Science and Research
Of the more than 300 grants cancelled in September by the Department of Energy, twelve projects were based in Connecticut.
Grants for research in higher education were also targeted. UConn alone lost about $41 million in grant terminations and unexpected lack of renewals, according to Lindsay DiStefano, the interim vice president for research at UConn.

Among those researching the environment, there is a new culture of uncertainty about the future of research, funding and jobs.
One such example is the Connecticut Sea Grant, spearheaded at UConn. The initiative is one of many state and federal partnerships for marine research through the National Oceanic and Atmospheric Administration. The agency is responsible for weather and climate monitoring as well as coastline and fishery management, making it especially important to coastal states like Connecticut. In the first year of the Trump administration, hundreds of NOAA employees were fired, re-instated and fired again during the first year of the Trump administration, leaving employees in a “liminal state,” PBS reported.

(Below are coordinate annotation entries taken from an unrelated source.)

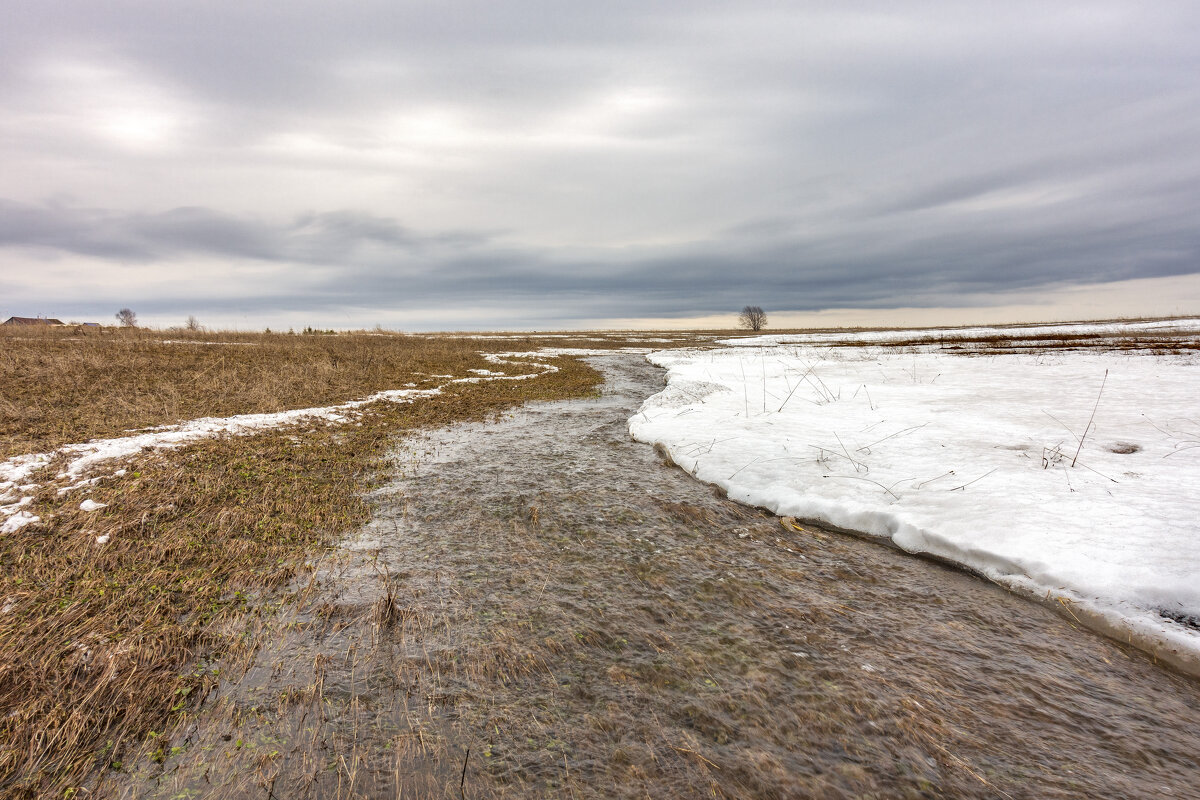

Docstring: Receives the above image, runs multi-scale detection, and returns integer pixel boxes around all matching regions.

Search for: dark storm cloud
[0,0,1200,319]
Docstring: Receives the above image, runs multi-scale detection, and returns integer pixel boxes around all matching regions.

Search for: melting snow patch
[0,511,42,534]
[629,320,1200,663]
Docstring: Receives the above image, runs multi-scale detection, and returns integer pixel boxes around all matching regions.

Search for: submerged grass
[0,333,599,798]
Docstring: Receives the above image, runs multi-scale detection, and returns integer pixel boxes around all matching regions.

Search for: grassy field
[0,331,662,798]
[0,316,1196,798]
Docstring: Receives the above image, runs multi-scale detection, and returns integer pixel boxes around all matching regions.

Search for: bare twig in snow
[1070,369,1109,467]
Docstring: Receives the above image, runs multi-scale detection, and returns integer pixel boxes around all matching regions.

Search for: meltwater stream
[110,354,1200,799]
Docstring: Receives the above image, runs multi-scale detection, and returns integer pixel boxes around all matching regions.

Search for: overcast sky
[0,0,1200,329]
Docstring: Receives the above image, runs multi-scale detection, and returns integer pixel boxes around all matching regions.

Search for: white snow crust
[629,320,1200,670]
[0,350,558,534]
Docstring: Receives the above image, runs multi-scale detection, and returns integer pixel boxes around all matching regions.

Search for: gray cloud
[0,0,1200,324]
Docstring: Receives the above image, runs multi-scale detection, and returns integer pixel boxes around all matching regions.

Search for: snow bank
[630,328,1200,672]
[0,351,558,534]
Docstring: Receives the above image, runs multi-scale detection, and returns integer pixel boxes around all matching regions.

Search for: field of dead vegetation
[0,330,667,798]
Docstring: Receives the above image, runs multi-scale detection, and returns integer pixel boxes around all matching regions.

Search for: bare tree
[738,306,767,331]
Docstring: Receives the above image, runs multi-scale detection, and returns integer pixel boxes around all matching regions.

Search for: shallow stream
[108,354,1200,799]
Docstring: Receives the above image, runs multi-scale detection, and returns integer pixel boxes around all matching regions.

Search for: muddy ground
[103,354,1200,800]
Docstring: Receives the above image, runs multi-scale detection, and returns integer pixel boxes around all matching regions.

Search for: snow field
[630,335,1200,667]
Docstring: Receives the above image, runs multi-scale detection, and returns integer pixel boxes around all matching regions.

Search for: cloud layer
[0,0,1200,327]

Secretary of Commerce Howard Lutnick began personally reviewing NOAA grants over $100,000, which researchers said caused a delay in the grants sent to NOAA as the agency faced major staff reductions.
Connecticut Sea Grant Director Sylvain De Guise said this meant delayed payments for organizations like his.
“It was August by the time we received our first dollars for the grant year that started February,” De Guise said.
This fostered uncertainty among those doing environmental research with the Connecticut Sea Grant, which received about $1.5 million in core federal funds last year, according to its 2024 annual report.
“We have a bunch of employees that are expecting to be paid, and then there’s all those levels of uncertainty,” De Guise said. “And we have no answers to a lot of uncertainty and a lot of anxiety, but then you’re supposed to keep doing your job and doing it good.”
The Trump administration is taking a “short-sighted” view of energy and the environment, Attorney General Tong said. He said the administration is choosing favored industries, like cryptocurrency and artificial intelligence, over long-term public health and environmental well-being.
“Their strategy is to break it all apart, blow it up so that the fossil fuel companies can make as much money as they possibly can in the short term,” Tong said. “The future be damned.”
Sara Bedigian and Sam Brody contributed reporting to this story.